The report, published by think tank The Soufan Center (pdf), notes Britain has the fourth-largest contingent of former ISIL fighters returning home, the most of any Western country. Turkey has the largest group of returning foreign fighters (900 are believed to have returned home), followed by Tunisia (800), and Saudi Arabia (760). Russia rounds up the top five, just below the UK with 400 former fighters thought to have returned to the country.

These former ISIL soldiers pose a unique threat to their home countries. Returnees could play an important role in keeping the terror group’s “brand alive,” as ISIL’s territorial caliphate shrinks, according to the report. The influence returnees have may grow as their numbers increase. The report classifies returnees into five categories, each with a different level of risk.

Those who:

  • left and were not well-integrated with ISIL
  • stayed longer, but ended up disagreeing with ISIL
  • left, but have no issue with ISIL’s tactics and strategy
  • were committed, but forced out by circumstances beyond their control (such as loss of territory, or they were captured and sent home)
  • were sent abroad by ISIL to continue the fight elsewhere

Around 850 British people are thought to have travelled to Syria and Iraq to fight for ISIL, according to the report. The returnees make up half of that figure. Britain’s most senior counter terrorism officer, Mark Rowley, told the government yesterday that a significant number of returnees would face prosecution (paywall).

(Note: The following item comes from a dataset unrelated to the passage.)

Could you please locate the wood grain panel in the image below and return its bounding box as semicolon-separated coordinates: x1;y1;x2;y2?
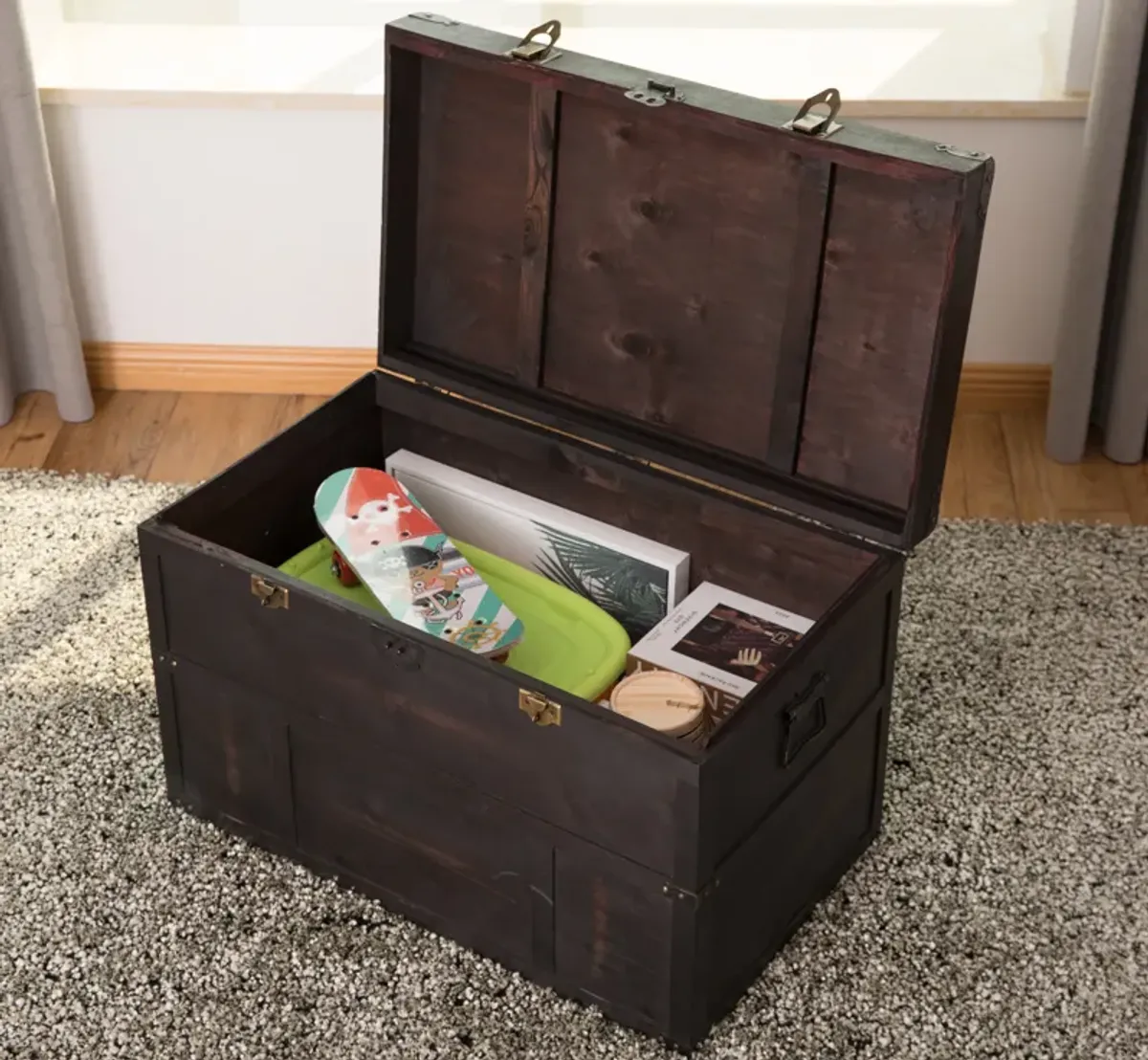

The countries with the largest number of ISIL fighters didn’t necessarily see the largest contingent of returnees. The report notes that Russia had 3,417 of its citizens travel to Syria and Iraq, but only 400 have since returned.

Researchers note they used the most recent and “reliable” sources for foreign fighters who went to Syria and Iraq and those who returned, but admit that “inaccuracies will occur” as it is difficult to keep track of a group of people who try to remain hidden. ISIL’s own database of its fighters and their home countries, which other governments have since accessed, was crucial to this analysis.